“Emrolunduğun gibi dosdoğru ol!” Hud Sur, 11/112

Müthiş bir ayet. Tablo/berceste ayetlerden bir tanesi. 

Diyanet Vakfı tarafından yayınlanan mealde bu ayetle ilgili şu not vardır. “Ashâb-ı kiramdan rivayet edildiğine göre Kur’an’da Resûlullah (sav) için bu âyetten daha şiddetli bir âyet inmemiştir. Resûlullah buyurmuştur ki: ‘Beni, Hûd sûresi kocattı!’ Çünkü bu sûrede ona ‘Emrolunduğun gibi dosdoğru ol!’ denilmişti ve bu kolay bir iş değildi. Allah(cc) yalnız ona değil, onunla beraber mü’minlere de istikameti emretmektedir!”

Bu ayetin hemen ardında ki ayete de göz atacak olursak Rabbimiz Teala şöyle buyurur:

“Ve asla zulümde ısrar edenlerden yana eğilim göstermeyin. Yoksa, [ahirette] ateş size de dokunur; ve Allah'tan başka koruyucunuz olmadığına göre, o zaman [O'nun tarafından da] yardım edilmez size!”Hud Sur, 11/113

Allah demek anlam demektir. Anlam demek ahlak demektir. Allah(cc) hiçbir kulundan anlamsızlık, ahlaksızlık ve amaçsızlık beklemez.

Allah(cc) hiçbir şeyi boş yere yaratmamıştır. Yarattığı her şeyde bir hikmet vardır. Biz kullarına düşen ise hikmetli söz, fiil ve eylemler gerçekleştirmektir.

“Emrolunduğun gibi dosdoğru ol!” ayetini her okuduğumda, bu ayetle ilgili düşüncelere daldığımda Allah(cc)’la olan irtibatımın, bağımın ve ilişkimin yeniden güncellenmesini isterim.

Bu güncelleme ne ile olacak derseniz?

Elbette ki içerisinde her çağa özgü vahyi mesajlar barındıran hayat kitabımız Kur’an ile olacak.

Kur’an hayat kitabımız değil mi?

Peki, Kur’an hayat kitabımız da başucu kitabımız mı?

Kur’an okurken adeta Rabbimize kavuşmanın, buluşmanın ya da Rabbimizle konuşmanın hazzını yaşıyor muyuz?

Ya da Kur’an okurken ne kadaro hazzı alıyoruz/ yaşıyoruz dersiniz?

Düşünsenize Rabbimizin tüm alemlere rahmeti ve merhameti gereği göndermiş olduğu sevgili peygamberimiz “Beni Hud Suresi ihtiyarlattı/kocattı!” buyuruyor.

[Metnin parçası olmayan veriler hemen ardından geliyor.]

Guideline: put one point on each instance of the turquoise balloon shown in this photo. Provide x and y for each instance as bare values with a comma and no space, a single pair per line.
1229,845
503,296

Çeşitli rivayetlerde dile getirildiğine göre gelen bazı ayetler esnasında peygamberin şakaklarından şapır şapır terler boşaldığı dile getirilir.

O(sav)’na inen ayetler bizlerden Okumamızı, düşünmemizi, akletmemizi, iyilik yapmamızı, infak etmemizi ve israftan kaçınmamızı istiyor.

Bugün bir çok açmazın ya da çıkmazın içine düşmüşsek, bunun en belli başlı sebeplerinden bir tanesi O(sav)’nun getirdiği kitabı hayata müdahil bir kitap kılamadığımız içindir.

Düştüğümüz bu buhranlardan kurtuluşun yolu ise yürüyen Kur’an olan, Kur’an’ın ahlakı ile ahlaklanmış olan gökyüzünün öğrencisi, yeryüzünün öğretmeni Hz. Muhammed(sav)’i yoldaş, sırdaş ve çağdaş edinmekten geçer.